“Ain't a-goin' to be no roll call. Corporal tole me his-self. Sarge's gone out to git stewed, an' the Loot's away.”

“Sure,” said another man, “we kin stay out as late's we goddam please tonight.”

“There's a new M.P. in town,” said Chrisfield.... “Ah saw him maself.... You did, too, didn't you, Andy?”

Andrews nodded. He was looking at the Frenchman, who sat with his face in shadow and his black lashes covering his eyes. A purplish flash had suffused the olive skin at his cheekbones.

“Oh, boy,” said Chrisfield. “That ole wine sure do go down fast.... Say, Antoinette, got any cognac?”

“I'm going to have some more wine,” said Andrews.

“Go ahead, Andy; have all ye want. Ah want some-thin' to warm ma guts.”

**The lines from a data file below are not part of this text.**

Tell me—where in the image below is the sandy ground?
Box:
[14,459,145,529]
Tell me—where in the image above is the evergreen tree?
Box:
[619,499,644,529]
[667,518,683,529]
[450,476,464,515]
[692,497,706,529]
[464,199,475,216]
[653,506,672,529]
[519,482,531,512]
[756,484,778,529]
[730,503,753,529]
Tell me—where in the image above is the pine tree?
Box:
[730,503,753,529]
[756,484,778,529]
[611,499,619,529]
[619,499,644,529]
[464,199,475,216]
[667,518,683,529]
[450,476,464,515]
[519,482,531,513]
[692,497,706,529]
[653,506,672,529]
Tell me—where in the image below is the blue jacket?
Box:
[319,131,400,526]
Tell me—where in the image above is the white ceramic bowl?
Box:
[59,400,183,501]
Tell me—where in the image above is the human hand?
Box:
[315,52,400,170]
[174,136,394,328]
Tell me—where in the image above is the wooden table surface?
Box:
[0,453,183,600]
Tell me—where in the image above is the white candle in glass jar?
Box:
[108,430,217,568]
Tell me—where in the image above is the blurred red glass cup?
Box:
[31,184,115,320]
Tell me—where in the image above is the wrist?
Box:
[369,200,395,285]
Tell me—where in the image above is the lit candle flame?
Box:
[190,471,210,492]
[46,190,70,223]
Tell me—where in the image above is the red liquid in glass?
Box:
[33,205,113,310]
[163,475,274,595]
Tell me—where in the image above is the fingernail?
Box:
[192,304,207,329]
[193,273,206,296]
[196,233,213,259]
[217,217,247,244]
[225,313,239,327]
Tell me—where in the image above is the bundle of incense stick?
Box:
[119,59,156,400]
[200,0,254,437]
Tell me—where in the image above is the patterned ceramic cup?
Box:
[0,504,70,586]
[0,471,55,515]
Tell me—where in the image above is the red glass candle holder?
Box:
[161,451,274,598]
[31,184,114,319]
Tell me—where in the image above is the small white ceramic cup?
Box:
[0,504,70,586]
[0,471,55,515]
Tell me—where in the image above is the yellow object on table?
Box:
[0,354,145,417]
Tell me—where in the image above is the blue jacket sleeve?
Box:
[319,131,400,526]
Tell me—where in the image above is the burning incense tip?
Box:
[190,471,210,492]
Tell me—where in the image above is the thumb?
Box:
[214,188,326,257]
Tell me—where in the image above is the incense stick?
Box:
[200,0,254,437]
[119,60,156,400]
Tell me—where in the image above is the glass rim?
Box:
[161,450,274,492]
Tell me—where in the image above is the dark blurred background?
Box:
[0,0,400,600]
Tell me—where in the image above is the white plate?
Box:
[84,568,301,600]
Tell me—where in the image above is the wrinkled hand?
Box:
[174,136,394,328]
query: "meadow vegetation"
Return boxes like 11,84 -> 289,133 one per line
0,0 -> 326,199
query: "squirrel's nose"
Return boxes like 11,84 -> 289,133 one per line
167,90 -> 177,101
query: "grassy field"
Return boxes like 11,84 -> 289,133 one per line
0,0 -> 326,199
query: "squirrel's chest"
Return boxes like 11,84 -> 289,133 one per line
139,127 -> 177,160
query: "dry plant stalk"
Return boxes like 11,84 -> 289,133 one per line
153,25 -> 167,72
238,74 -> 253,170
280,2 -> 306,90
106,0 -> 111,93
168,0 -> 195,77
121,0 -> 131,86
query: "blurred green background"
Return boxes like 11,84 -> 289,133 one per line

Antoinette brought a bottle of cognac and two small glasses and sat down in an empty chair with her red hands crossed on her apron. Her eyes moved from Chrisfield to the Frenchman and back again.

Chrisfield turned a little round in his chair and looked at the Frenchman, feeling in his eyes for a moment a glance of the man's yellowish-brown eyes.

Andrews leaned back against the wall sipping his dark-colored wine, his eyes contracted dreamily, fixed on the shadow of the chandelier, which the cheap oil-lamp with its tin reflector cast on the peeling plaster of the wall opposite.